The ACS Research Scholar Grant initially awarded in 2021 supports the ongoing research investigating whether therapeutically altering the dopamine signaling pathway may be viable as a new approach to inhibit small cell lung cancer progression and drug resistance that will have the potential to pave the way for new strategies to treat small cell lung cancer and/or prevent resistance to current therapies.
“Immunologist and The Hormel Institute Assistant Professor Vivek Verma, PhD, is a co-investigator as part of this supplemental award and has been invaluable in providing scientific and technical support. We couldn’t do these studies without Dr. Verma as a collaborator,” Hoeppner said.
Postdoctoral Associate Anuradha Pandit, PhD, in Hoeppner’s group has been performing the studies supported by this supplemental support from ACS. Postdoctoral Associate Sahar Mortazavifarsani, PhD, in Dr. Verma’s research group, has also been instrumental in launching this project.
Dr. Sk. Kayum Alam and Dr.

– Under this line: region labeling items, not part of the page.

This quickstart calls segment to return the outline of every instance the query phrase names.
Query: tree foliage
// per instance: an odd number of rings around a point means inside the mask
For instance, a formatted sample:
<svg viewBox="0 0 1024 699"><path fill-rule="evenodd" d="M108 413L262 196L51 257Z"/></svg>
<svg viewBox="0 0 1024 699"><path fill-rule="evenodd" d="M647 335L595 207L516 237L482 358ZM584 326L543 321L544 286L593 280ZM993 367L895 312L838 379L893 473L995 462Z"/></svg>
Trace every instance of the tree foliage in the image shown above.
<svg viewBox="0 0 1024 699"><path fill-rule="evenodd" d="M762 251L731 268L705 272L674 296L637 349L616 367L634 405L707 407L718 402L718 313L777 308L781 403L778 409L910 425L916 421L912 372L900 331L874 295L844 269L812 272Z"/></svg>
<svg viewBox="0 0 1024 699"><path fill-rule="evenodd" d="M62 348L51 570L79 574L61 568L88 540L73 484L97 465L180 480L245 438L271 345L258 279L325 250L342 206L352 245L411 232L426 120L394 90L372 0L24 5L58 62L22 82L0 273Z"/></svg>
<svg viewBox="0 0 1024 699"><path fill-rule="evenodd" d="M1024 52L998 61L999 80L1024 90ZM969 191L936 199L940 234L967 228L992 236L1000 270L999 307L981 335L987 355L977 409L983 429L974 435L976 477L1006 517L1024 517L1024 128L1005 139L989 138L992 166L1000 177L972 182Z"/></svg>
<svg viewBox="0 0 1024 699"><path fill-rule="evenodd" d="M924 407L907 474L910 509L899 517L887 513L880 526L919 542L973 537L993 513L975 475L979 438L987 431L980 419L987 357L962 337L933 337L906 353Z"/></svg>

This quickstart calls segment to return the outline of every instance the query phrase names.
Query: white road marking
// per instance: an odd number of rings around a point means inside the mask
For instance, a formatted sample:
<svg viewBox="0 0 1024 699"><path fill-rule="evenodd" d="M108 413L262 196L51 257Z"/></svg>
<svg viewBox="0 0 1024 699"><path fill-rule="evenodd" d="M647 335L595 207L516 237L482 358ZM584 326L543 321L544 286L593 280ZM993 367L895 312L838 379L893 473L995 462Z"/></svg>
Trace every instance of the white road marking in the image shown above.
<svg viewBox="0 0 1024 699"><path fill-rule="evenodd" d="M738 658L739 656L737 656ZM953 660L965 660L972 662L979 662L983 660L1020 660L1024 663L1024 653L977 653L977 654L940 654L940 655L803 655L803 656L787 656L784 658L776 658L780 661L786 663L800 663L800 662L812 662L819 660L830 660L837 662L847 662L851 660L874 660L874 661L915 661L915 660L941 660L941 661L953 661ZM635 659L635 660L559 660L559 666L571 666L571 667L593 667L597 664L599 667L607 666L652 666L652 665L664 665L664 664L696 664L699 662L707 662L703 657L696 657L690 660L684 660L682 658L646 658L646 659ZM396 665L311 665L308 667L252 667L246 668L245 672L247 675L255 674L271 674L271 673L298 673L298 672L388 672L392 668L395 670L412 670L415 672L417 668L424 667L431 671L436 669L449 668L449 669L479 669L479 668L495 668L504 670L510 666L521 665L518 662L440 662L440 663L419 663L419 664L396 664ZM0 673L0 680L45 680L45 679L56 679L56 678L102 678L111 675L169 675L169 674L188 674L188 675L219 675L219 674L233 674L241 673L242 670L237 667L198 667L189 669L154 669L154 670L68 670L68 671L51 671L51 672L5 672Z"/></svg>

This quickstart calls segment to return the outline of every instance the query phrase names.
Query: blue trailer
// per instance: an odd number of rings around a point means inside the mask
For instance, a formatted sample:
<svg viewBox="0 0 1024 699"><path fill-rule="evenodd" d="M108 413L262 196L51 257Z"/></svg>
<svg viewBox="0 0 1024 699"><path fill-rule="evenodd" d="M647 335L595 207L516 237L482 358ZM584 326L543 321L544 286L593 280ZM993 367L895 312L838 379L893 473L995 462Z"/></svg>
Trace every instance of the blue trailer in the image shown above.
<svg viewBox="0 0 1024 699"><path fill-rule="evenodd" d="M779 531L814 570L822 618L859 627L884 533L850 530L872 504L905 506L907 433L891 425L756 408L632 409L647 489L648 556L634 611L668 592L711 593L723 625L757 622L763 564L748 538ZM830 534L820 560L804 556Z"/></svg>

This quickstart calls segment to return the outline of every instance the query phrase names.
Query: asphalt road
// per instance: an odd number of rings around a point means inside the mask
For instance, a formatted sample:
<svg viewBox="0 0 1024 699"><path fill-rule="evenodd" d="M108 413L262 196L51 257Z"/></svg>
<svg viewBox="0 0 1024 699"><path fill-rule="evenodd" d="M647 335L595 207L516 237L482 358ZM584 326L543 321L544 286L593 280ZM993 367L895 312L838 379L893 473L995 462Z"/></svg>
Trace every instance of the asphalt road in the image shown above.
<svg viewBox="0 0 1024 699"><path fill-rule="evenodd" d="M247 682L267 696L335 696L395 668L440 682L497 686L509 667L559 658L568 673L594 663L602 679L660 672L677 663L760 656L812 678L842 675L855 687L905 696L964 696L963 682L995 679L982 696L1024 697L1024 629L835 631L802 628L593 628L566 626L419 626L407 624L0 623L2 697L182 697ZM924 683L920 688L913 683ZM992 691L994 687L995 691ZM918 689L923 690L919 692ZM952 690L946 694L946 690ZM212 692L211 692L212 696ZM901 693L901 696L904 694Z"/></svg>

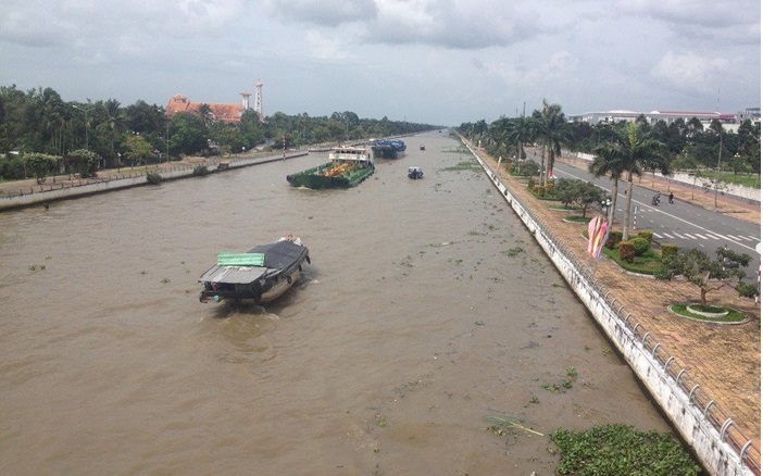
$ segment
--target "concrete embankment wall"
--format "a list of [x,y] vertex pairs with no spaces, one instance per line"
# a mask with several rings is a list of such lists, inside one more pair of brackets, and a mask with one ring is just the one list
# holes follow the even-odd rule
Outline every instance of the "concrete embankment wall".
[[[270,155],[265,158],[251,158],[251,159],[238,159],[235,161],[229,161],[226,170],[210,170],[210,173],[222,173],[232,171],[235,168],[246,167],[250,165],[258,165],[267,162],[275,162],[279,160],[293,159],[297,156],[307,155],[308,152],[297,152],[289,153],[286,155]],[[227,161],[224,161],[227,162]],[[215,164],[212,164],[216,166]],[[154,172],[154,171],[149,171]],[[175,180],[178,178],[189,178],[193,177],[193,167],[179,167],[173,170],[157,170],[162,176],[163,180]],[[83,180],[80,180],[82,183]],[[110,177],[105,179],[98,180],[84,180],[84,184],[57,187],[55,185],[43,185],[37,186],[38,190],[34,188],[28,192],[24,191],[23,195],[17,195],[13,197],[1,197],[0,198],[0,211],[9,209],[18,209],[24,206],[30,206],[40,203],[53,202],[57,200],[65,200],[78,197],[85,197],[93,193],[102,193],[107,191],[121,190],[129,187],[138,187],[149,185],[146,179],[146,173],[130,174],[125,173],[120,177]]]
[[[681,388],[680,381],[684,372],[678,373],[676,377],[666,372],[673,358],[665,358],[662,354],[663,360],[660,360],[660,345],[649,339],[648,331],[645,334],[641,329],[641,334],[638,333],[637,318],[630,314],[624,315],[624,306],[617,305],[617,300],[610,297],[604,285],[592,279],[590,270],[576,262],[575,258],[571,259],[570,256],[574,255],[565,252],[564,245],[558,242],[545,229],[531,212],[511,195],[500,177],[486,165],[476,151],[468,143],[465,145],[491,178],[495,187],[535,236],[573,291],[620,350],[642,385],[681,435],[681,438],[695,450],[703,467],[714,476],[753,475],[754,473],[740,458],[740,454],[745,454],[746,449],[734,448],[723,438],[723,434],[731,426],[730,423],[721,422],[723,430],[718,431],[708,418],[706,412],[708,408],[712,405],[712,400],[708,408],[700,408],[696,404],[692,393],[699,386],[695,386],[690,392]],[[608,302],[609,299],[612,300]]]

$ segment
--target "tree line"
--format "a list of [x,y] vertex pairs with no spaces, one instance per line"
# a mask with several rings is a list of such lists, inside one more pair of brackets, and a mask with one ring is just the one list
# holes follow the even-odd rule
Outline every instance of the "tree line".
[[[761,173],[761,125],[750,121],[742,122],[736,133],[726,131],[717,120],[705,128],[697,117],[679,118],[671,124],[659,121],[651,125],[646,116],[640,115],[633,122],[591,125],[567,121],[561,105],[543,100],[542,108],[529,116],[502,116],[491,124],[485,121],[466,123],[459,130],[492,155],[508,158],[510,166],[524,161],[525,146],[539,146],[540,185],[536,192],[541,193],[553,187],[546,172],[553,171],[554,161],[563,149],[593,154],[590,172],[598,177],[610,177],[613,184],[610,223],[616,208],[621,177],[627,181],[623,223],[630,223],[634,177],[643,172],[668,175],[675,170],[712,170],[720,164],[735,174]],[[628,227],[624,227],[623,235],[627,241]]]
[[[28,175],[28,163],[85,176],[97,168],[140,165],[184,155],[229,154],[258,146],[293,148],[438,128],[404,121],[361,118],[345,111],[330,116],[276,112],[260,120],[247,110],[239,123],[213,120],[208,104],[199,114],[167,117],[163,105],[138,100],[123,107],[115,99],[64,101],[52,88],[22,91],[0,87],[0,178]],[[32,155],[27,164],[24,155]],[[48,164],[48,165],[45,165]],[[51,171],[52,171],[51,170]]]
[[[639,134],[661,143],[671,170],[715,168],[718,153],[721,166],[735,174],[760,174],[761,124],[743,121],[738,130],[724,129],[718,120],[709,127],[692,117],[678,118],[670,124],[664,120],[650,124],[642,114],[635,121]],[[520,117],[501,116],[488,124],[486,121],[461,124],[459,130],[475,143],[480,142],[488,152],[504,159],[525,159],[524,147],[541,147],[543,170],[553,168],[562,149],[572,152],[596,153],[602,145],[616,143],[627,135],[628,122],[570,122],[560,104],[543,100],[540,109]]]

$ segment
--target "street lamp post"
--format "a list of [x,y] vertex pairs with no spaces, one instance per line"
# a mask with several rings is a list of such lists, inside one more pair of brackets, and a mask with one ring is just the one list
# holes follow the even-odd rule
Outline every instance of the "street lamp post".
[[[606,223],[608,223],[609,225],[612,224],[612,218],[610,218],[610,206],[612,206],[612,200],[611,200],[611,199],[608,198],[606,200],[604,200],[604,201],[601,202],[601,208],[602,208],[603,211],[604,211],[604,217],[606,218]],[[609,225],[608,225],[608,226],[609,226]]]
[[[72,104],[74,105],[74,104]],[[78,105],[74,105],[74,109],[78,109],[79,111],[83,111],[85,113],[85,149],[90,150],[90,136],[88,135],[87,129],[89,128],[89,121],[87,118],[87,113],[90,111],[90,108],[80,108]]]
[[718,174],[721,173],[721,151],[723,150],[723,130],[718,133],[721,141],[718,142],[718,166],[715,168],[715,198],[713,199],[713,211],[718,209]]

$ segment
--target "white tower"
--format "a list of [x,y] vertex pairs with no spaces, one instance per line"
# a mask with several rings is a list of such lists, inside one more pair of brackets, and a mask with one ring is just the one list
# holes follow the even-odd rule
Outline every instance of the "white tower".
[[258,79],[254,85],[257,92],[254,93],[254,112],[260,116],[260,122],[265,121],[265,114],[262,112],[262,83]]
[[252,96],[251,92],[243,91],[241,92],[241,109],[245,111],[249,110],[249,97]]

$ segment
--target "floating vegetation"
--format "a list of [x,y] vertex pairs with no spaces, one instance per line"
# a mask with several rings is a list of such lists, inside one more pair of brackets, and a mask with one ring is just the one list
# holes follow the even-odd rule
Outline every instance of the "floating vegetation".
[[702,468],[668,433],[639,431],[614,424],[584,431],[562,428],[550,436],[561,455],[556,474],[702,474]]
[[567,374],[561,384],[545,384],[542,386],[543,390],[548,390],[551,393],[564,393],[573,387],[573,383],[577,380],[577,368],[567,368]]
[[495,433],[498,436],[505,435],[505,430],[503,428],[508,428],[508,427],[518,428],[518,429],[522,429],[524,431],[531,433],[533,435],[543,436],[542,433],[536,431],[533,428],[528,428],[525,425],[523,425],[522,421],[520,418],[488,415],[485,417],[485,419],[492,423],[492,425],[490,425],[490,427],[488,429],[490,429],[492,433]]
[[467,172],[483,172],[483,167],[480,167],[476,162],[472,161],[465,161],[465,162],[459,162],[455,165],[451,165],[450,167],[443,168],[446,172],[461,172],[461,171],[467,171]]

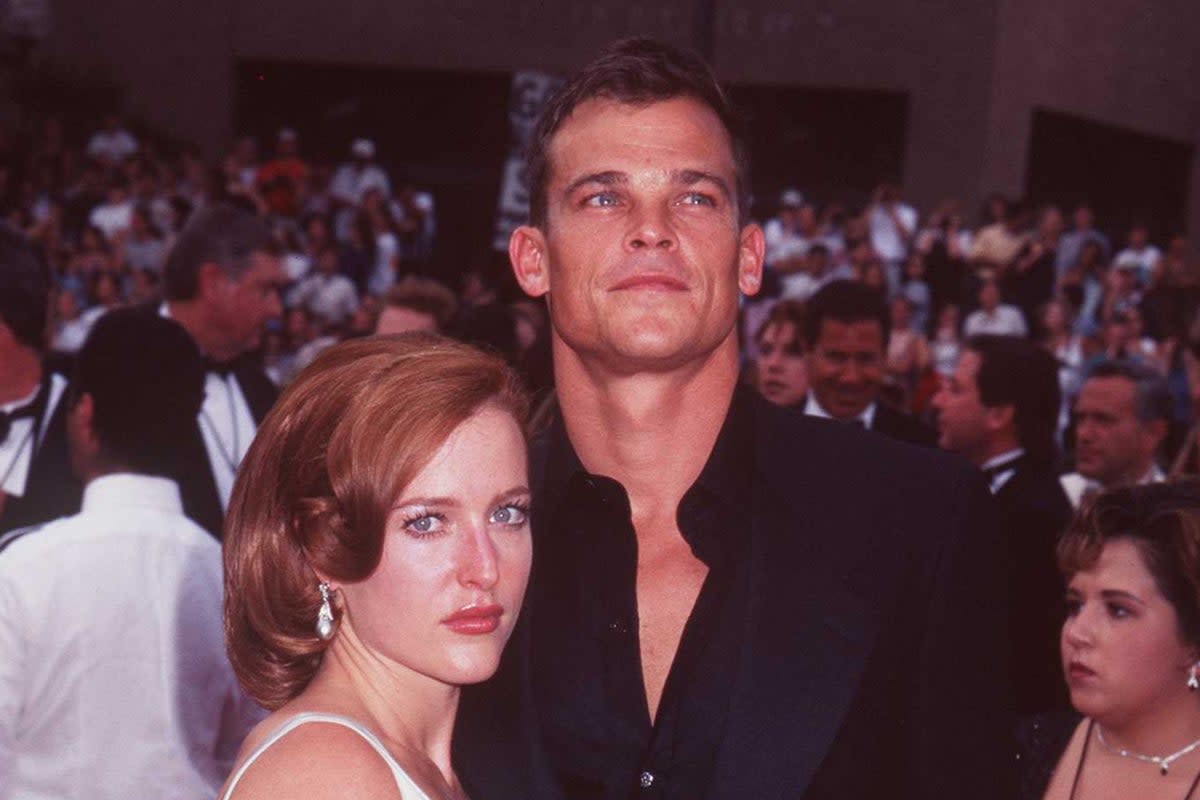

Li Wang, senior researchers in Hoeppner’s group, have also made important contributions to the overall project.
“We are well positioned to overcome these challenges thanks to several innovative tools and resources we possess, including SCLC specimens and in vivo models. We aim to challenge the current paradigms in human SCLC by discovering the underlying mechanisms of drug resistance to develop new therapies to improve the clinical outcome of people diagnosed with SCLC,” Hoeppner said.